One of those times, and the most recent, involved a car, submerged in waist deep water, stuck while reversing over a ditch, with the water level inside the locked car rising exponentially, the rain thundering outside and leaking through the crack in the window, and with you sitting in the backseat, teeth chattering.
Just another rainy day in the city by the sea - helpless.
I should have known, really. Where the two streets intersected, the second consistent hour of rain had created a mini deep-sea gorge. I was stuck from every way. Twenty feet north, east and west of me was a river of brown, buffeting the walls of every building around. Behind me was a butcher shop, a photocopy-wala, two manmade islands in the sea of muck. And smack in the middle was a smallish sedan, carrying a smallish, old me. Did I expect something like this to happen? No. I had faith in the newly installed drains, the fact that there had been no complaints about the past two weeks’ rain and that the underpasses hadn’t turned into water amusement parks, like they had the last time.
Hadn’t even the Nursery Market or the Nursery Lake, been bearable the last time it had poured like this? Evidently, not here... I rolled down the window and stuck my head out.
“Aap thori si madad karsaktay hain?” (Can you please help me a little?)
A short man wearing an acid-green shirt stared back at me. He was standing on the (relative) safety of the sidewalk, eight feet away from me. He looked at the water. I could see his face and it was screaming, “Please, pagal larki.”
In English he yelled back...
He’s just having bad day, I told myself. A few minutes later two men waded bravely from the butcher’s and tried giving the car a ‘dhaka start’. One of them flashed me a thumbs up sign. It was very hard to share his enthusiasm, with the water now at knee-level in the car. Bro, just get me out of here!
I was now suddenly aware of the amount of people watching me. From the man-made islands, hanging from the gates nearby houses, and all wary of coming forward, like the acid-green man. I don’t blame them or the cars that whizz by. A Prado, a Suzuki APV, a Suzuki Bolan- all of them at ease as they swish through the street, cascading water on my window as they go by. The last Prado slows down in front of the butcher shop. It has a government licence plate, and for some reason this eases me. Surely, they’re bound by law to help?

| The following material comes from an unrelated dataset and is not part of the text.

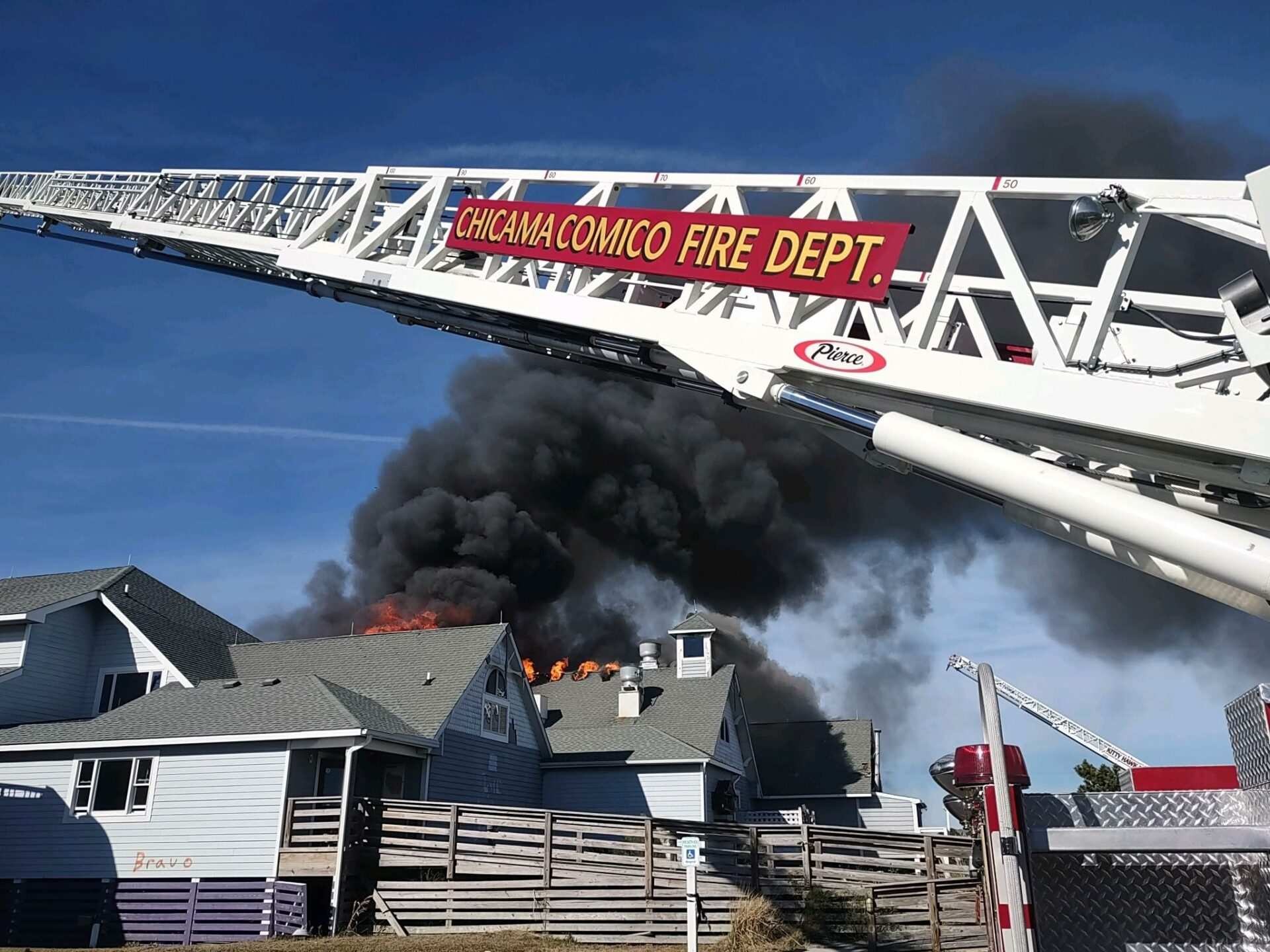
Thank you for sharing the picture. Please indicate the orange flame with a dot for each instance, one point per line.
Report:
(388, 616)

The shop owner gesticulates hysterically:
“Yaar, bachi hai gaari mein, madad karlo!” (Buddy there is a girl in the car, please help her!)
The Prado revs up immediately and saunters ahead. Come back...?
Therein lay the problem- I was a bachi. If I was a baji none of this would have ever happened. If I was a baji, I would have opened the car door, waded fearlessly through the water and pushed out the car myself with spectacular inhuman strength. If I was a baji, I would have walked- sorry, swam- to the Prado-wala and given him a piece of my mind. If I was a baji, I would have climbed on to the roof of my car, and using my dupatta and the nearby telephone pole, swung myself to higher ground. But as it was, I was a bachi. And all bachis can do is sit in the back of the car looking frightened, while well meaning strangers outside ask, in a perfectly non-sarcastic tone, “Mummy papa ko phone kiya hai?” (have you called your parents?). Mummy, papa, shopkeeper, driver, police, other people’s chowkidars standing outside- these were the people who would do something and could do something. All I could do was try not to count how many electricity wires there were in the area (four). I had never felt more stupid and brat-ish in my life.
One man had by now found a large wooden pole and jammed it under the tyre to make it move. Snap, went the wood, plop went the tyre, and both were now floating aimlessly in the putrid water. The man holding the other half of the pole started laughing, his helper started laughing, the chowkidaar on the opposite edge of the street started laughing, the crowd at the butcher shop started laughing- why was I laughing hysterically as well?! Because the whole situation was ridiculous. I’m drowning, I realised. Just when I was wondering whether my history textbook would make a good life buoy, the car, as if sensing my despair, suddenly jerked up, reversed itself, and swam across those twenty feet of boggy rain. The crowd cheered, as I called out a feeble ‘shukriya’. I felt the (remaining) tyres hit ground, felt the water slurp itself out of the car door, and the exhaust pipe cough out the last of the baarish.
My rite of passage is complete- I’ve survived the rain. Was I helpless? Yes, completely and utterly.
But the fear of allowing the pani to get to you somehow makes you more resilient to everything else that may happen.
The window breaks down by the time I get home, but I’m drenched for the better.